Claro que todo o resto do dia, da noite, e dos dias seguintes, passeio-os praticamente colada à televisão. Um êxtase de comunhão universal, mas pelas piores razões.
Três anos mais tarde, visitei o local, ainda uma enorme cratera, apesar de toda a limpeza heroicamente feita de toda aquela área. Mas, o que mais me impressionou, não foi o que vi. De certa forma, as imagens da tragédia que foram passando funcionaram como um antídoto para o choque do estar ali, naquele mesmo sítio, onde todo aquele horror tinha acontecido.
O que mais me chocou foi o cheiro. Um cheiro misturado de odores de queimado, de ferro quente, de fuligem, de gordura, de cabelo, e outros compostos que não sei explicar. Um cheiro de raiva, de ódio, de desespero e de resignação.

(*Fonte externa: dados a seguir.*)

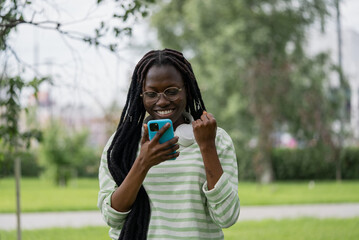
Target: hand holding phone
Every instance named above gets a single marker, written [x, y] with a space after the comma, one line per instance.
[155, 125]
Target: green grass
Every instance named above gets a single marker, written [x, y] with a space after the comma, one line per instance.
[298, 229]
[298, 193]
[38, 195]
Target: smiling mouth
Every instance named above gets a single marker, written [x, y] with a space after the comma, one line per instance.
[164, 112]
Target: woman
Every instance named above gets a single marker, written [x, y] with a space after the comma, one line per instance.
[145, 195]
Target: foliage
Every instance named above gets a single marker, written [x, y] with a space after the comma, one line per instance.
[303, 228]
[66, 154]
[14, 13]
[41, 195]
[29, 162]
[305, 164]
[10, 109]
[251, 65]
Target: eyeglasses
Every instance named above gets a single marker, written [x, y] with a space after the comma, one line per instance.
[171, 94]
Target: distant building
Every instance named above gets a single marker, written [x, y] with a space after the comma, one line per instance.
[350, 61]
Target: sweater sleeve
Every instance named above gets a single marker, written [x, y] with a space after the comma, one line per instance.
[222, 201]
[113, 218]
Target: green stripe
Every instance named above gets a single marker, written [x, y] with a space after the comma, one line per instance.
[176, 201]
[167, 236]
[182, 183]
[176, 174]
[199, 164]
[186, 229]
[182, 210]
[177, 220]
[195, 192]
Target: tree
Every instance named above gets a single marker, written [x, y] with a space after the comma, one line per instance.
[249, 58]
[14, 13]
[65, 152]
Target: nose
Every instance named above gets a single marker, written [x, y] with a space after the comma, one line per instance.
[162, 101]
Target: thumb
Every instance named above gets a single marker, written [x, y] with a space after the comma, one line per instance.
[145, 137]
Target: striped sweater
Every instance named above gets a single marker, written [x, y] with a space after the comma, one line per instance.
[181, 205]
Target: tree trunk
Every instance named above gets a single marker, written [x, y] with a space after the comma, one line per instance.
[18, 208]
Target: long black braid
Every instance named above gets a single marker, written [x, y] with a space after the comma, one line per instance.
[123, 149]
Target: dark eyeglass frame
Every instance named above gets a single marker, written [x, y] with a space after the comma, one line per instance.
[144, 95]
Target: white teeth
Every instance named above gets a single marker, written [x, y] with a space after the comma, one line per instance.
[164, 112]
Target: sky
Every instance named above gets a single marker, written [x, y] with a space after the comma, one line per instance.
[83, 75]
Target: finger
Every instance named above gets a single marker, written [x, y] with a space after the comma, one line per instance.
[171, 150]
[161, 132]
[204, 117]
[210, 116]
[145, 137]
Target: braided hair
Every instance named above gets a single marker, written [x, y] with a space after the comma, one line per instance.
[123, 149]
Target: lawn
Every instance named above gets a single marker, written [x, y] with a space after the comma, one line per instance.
[38, 195]
[298, 229]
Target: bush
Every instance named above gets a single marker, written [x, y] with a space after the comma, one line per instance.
[301, 164]
[298, 164]
[30, 166]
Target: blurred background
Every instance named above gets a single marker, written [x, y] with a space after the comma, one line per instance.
[280, 76]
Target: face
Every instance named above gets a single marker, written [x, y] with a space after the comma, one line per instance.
[158, 79]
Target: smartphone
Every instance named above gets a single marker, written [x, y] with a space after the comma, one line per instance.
[155, 125]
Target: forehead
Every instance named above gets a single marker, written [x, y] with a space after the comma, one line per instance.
[162, 77]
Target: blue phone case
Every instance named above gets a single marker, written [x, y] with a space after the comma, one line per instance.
[168, 135]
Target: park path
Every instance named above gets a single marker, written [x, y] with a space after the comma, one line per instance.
[93, 218]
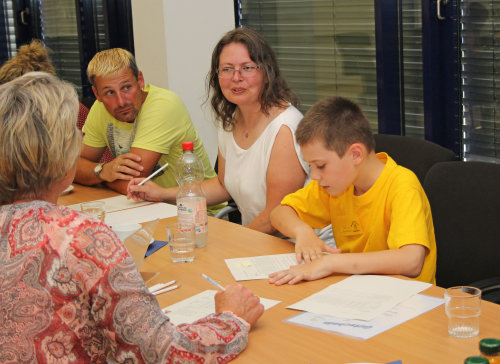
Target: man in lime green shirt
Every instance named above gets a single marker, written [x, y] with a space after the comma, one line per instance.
[143, 126]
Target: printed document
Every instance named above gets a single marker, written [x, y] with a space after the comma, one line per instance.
[360, 297]
[199, 306]
[406, 310]
[244, 269]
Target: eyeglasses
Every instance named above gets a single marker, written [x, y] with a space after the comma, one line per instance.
[245, 71]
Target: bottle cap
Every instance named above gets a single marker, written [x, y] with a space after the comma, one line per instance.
[187, 146]
[490, 346]
[476, 360]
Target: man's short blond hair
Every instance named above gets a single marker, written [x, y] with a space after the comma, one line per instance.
[39, 140]
[110, 62]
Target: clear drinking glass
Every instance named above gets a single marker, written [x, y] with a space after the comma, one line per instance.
[181, 237]
[463, 307]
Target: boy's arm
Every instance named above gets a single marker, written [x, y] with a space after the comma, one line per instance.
[308, 246]
[407, 260]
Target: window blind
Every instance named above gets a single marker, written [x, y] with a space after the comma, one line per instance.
[10, 29]
[324, 48]
[480, 53]
[60, 34]
[411, 40]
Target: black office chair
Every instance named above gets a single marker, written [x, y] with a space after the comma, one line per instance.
[418, 155]
[464, 199]
[231, 210]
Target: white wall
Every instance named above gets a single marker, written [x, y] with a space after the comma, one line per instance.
[174, 40]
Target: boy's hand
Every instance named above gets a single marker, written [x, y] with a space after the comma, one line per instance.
[312, 248]
[302, 272]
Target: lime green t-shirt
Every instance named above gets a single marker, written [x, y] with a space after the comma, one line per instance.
[163, 123]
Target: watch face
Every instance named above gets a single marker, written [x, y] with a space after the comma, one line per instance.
[98, 169]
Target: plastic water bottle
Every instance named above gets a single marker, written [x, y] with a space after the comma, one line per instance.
[191, 200]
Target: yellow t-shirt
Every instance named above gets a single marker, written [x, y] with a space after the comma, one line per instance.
[394, 212]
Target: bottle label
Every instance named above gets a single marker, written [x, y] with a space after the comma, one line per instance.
[195, 212]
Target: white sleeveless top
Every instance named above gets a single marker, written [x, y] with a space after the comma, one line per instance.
[246, 169]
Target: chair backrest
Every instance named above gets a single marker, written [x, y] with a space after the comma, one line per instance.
[418, 155]
[464, 199]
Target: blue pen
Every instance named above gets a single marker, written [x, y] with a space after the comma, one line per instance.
[213, 282]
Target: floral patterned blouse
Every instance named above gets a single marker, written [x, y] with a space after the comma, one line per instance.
[70, 293]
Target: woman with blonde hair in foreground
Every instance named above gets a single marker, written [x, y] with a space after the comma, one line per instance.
[70, 292]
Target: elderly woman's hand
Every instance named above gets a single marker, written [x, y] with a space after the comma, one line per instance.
[240, 301]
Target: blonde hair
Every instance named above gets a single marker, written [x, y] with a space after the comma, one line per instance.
[30, 57]
[111, 62]
[39, 139]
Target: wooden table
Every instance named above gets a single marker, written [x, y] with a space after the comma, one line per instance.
[423, 339]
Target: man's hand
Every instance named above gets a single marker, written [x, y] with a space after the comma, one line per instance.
[241, 301]
[123, 167]
[311, 248]
[149, 191]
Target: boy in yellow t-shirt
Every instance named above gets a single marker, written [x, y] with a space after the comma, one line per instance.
[380, 215]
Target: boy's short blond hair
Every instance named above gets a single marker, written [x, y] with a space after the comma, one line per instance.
[110, 62]
[39, 139]
[338, 122]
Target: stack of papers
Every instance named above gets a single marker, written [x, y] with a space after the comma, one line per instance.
[120, 210]
[244, 269]
[362, 306]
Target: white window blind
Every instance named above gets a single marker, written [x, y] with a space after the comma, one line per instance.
[324, 48]
[480, 51]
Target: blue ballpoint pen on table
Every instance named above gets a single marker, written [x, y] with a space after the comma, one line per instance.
[213, 282]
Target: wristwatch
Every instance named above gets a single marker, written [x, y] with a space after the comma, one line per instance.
[98, 170]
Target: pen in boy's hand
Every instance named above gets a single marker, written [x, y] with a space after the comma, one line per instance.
[213, 282]
[153, 174]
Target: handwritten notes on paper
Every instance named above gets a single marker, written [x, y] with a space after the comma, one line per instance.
[141, 214]
[406, 310]
[116, 203]
[244, 269]
[199, 306]
[361, 297]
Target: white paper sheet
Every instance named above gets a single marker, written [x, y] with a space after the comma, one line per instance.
[141, 214]
[360, 297]
[116, 203]
[412, 307]
[198, 306]
[244, 269]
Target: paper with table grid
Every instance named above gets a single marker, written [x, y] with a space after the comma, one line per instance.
[360, 297]
[245, 269]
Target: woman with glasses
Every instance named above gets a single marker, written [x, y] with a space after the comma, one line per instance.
[70, 291]
[259, 161]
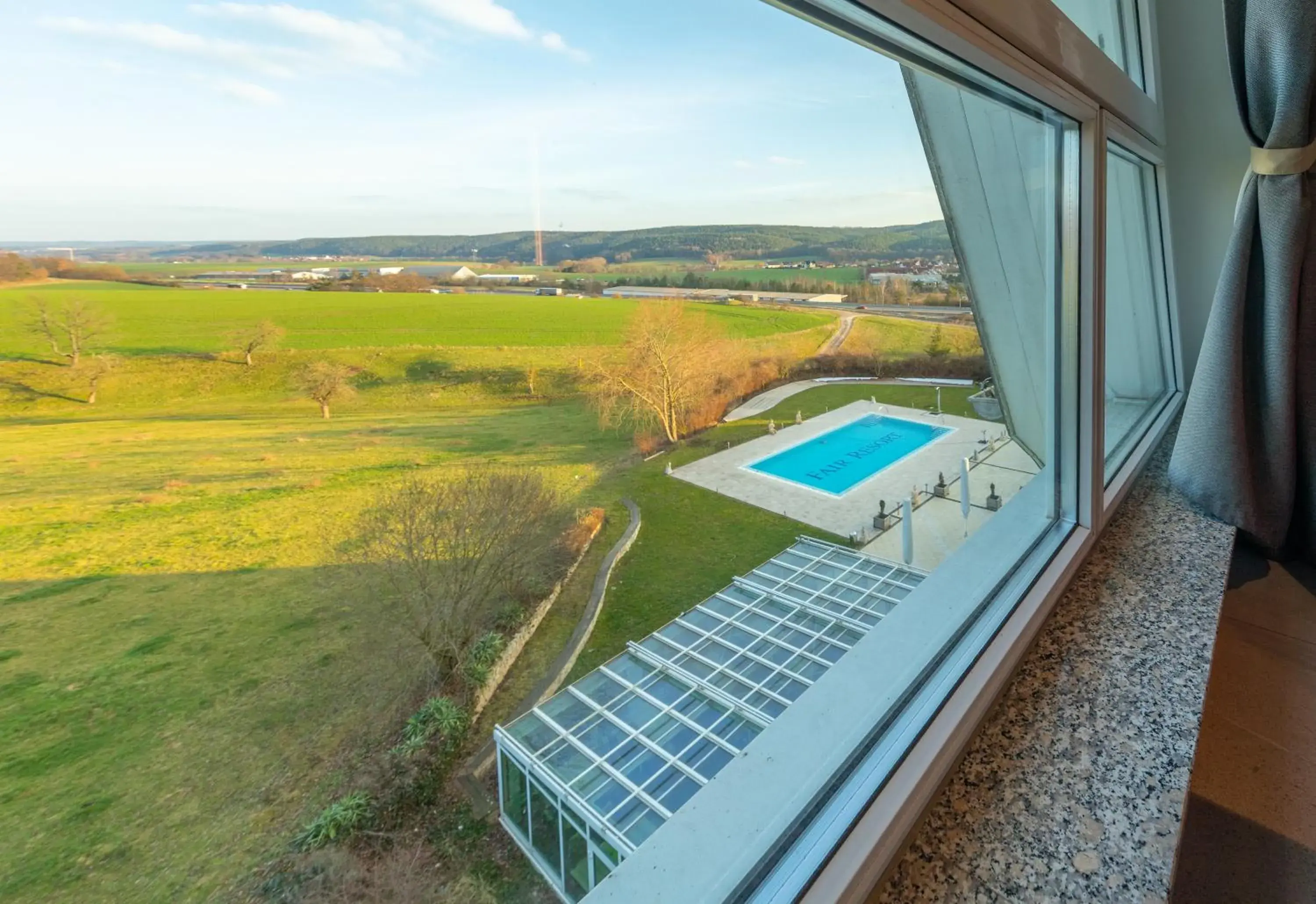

Um cheiro que nos atinge e se nos entranha como uma bala perfurante e assim fica guardado no nosso arquivo sensorial. Um cheiro que permaneceu, pelo menos até essa altura, durante três anos.
O mesmo cheiro, o mesmíssimo, que encontrei impregnado em Auschwitz, anos antes, e que aí permanece, indefectível, passadas mais de seis décadas dessa outra atrocidade.
Oito anos depois daquele 11 de Setembro, o nó continua na garganta. Teorias sobre o que aconteceu há muitas nesta história; mãos limpas, nenhuma. Mas a memória, desta como de outras tragédias, não se poderá jamais apagar.